— Назад! — скомандовал он, не выпуская локтя. — Тоже мне… тонус!
Сейчас, когда после ослепительно яркого глаза привыкли к пепельно-серому свету вокруг, он разглядел Анюту: рослая, стройная и, пожалуй, красивая со своим смуглым румянцем во всю щеку.
Остальное время дежурства прошло спокойно, и они проговорили до отбоя о том о сем. Странное дело — у Анюты уже не было наставительного тона, когда она заговаривала о своем спорте. Улыбаясь, вспомнила, как он с силой оттащил ее от края крыши… Наступил рассвет, характерный для того времени: первыми осветились не кресты колоколен или верхние кромки высоких домов, а серебристые туловища привязанных аэростатов, высоко стоящих над Москвой. Из-за этих небесных сторожей рассвет для города был как бы более ранний, чем всегда.
Приятно вылезти на крышу после отбоя! Посветлевшее, с проступившей уже голубизной небо, свежий, не пахнущий еще бензиновым перегаром ветер, милый домашний шум — шарканье первых дворницких метел… И радость, что город цел, что отогнали налетчиков, и эту дрянь сбросили с крыши — не прозевали, сделали как надо… Шувалов, откинув назад волосы, с удовольствием потянулся…
— Вы посмотрите, что делается! — Анюта озабоченно показала на свои локоть: ниже кромки короткого рукава виднелись два голубых пятнышка. — Однако у вас и руки! Крепкие!
— Простите, ради бога, — в голосе его было искреннее сожаление, — но я боялся, что вы…
— Ну что вы, Михаил Михайлович! — Она дотронулась до его руки и ласково взглянула на него. — За это не извиняются. Наоборот! Мне даже понравилось. Сердито так, как маленькую, оттащили…
…Вечером дома, пока он рассказывал об этом, на лице Софьи Васильевны было какое-то равнодушно-напряженное выражение.

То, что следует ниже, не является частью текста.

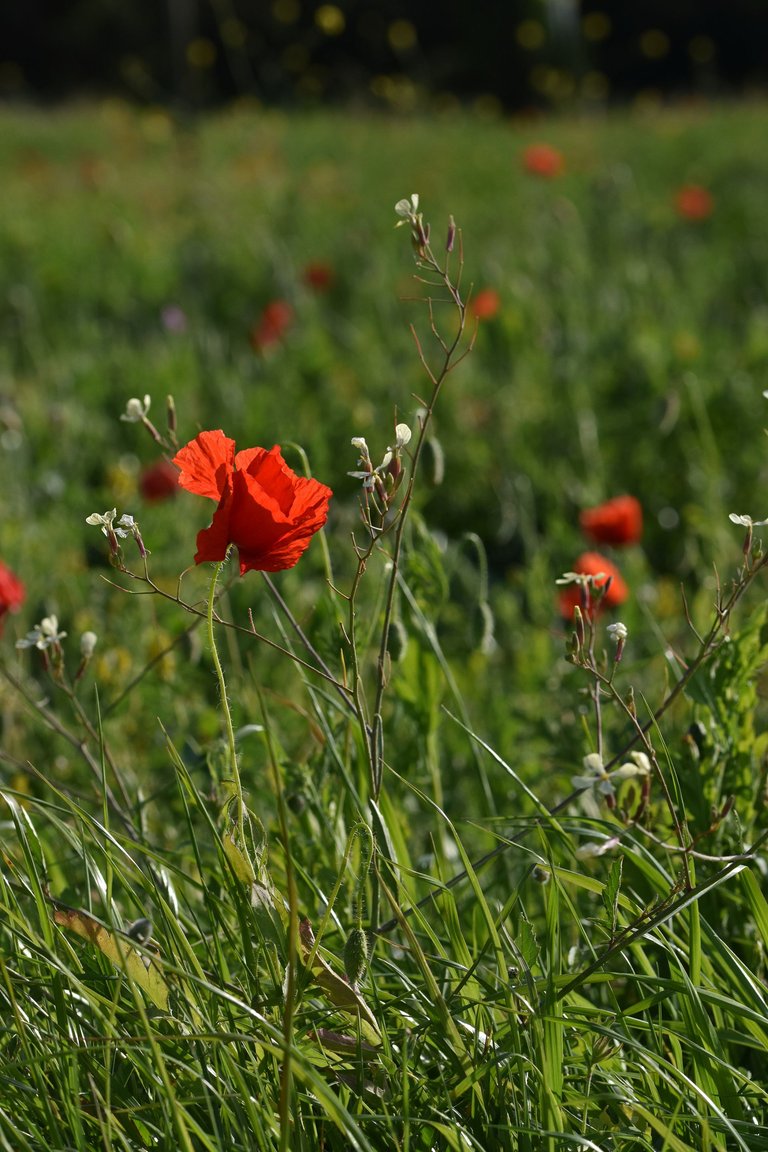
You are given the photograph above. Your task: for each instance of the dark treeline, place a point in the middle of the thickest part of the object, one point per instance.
(397, 52)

— Ты молодец! — просто сказала она.
— Знаешь, Сонечка, — сказал он, — даже небольшие возвышенности принято измерять от уровня моря. А если измерять от дна оврага, я уж не говорю — от пропасти, то любой бугорок может показаться Казбеком.
Михаил уже два дня ходил в военной форме — поскрипывали ремни, пахло кожей, новым сукном. Всеволод, который в эти дни был в Москве, говорил шурину:
— Все хорошо, сапоги ты только не умеешь носить!
Действительно, с непривычки было жарко и тесно икрам, и от этого походка Шувалова в чем-то изменилась.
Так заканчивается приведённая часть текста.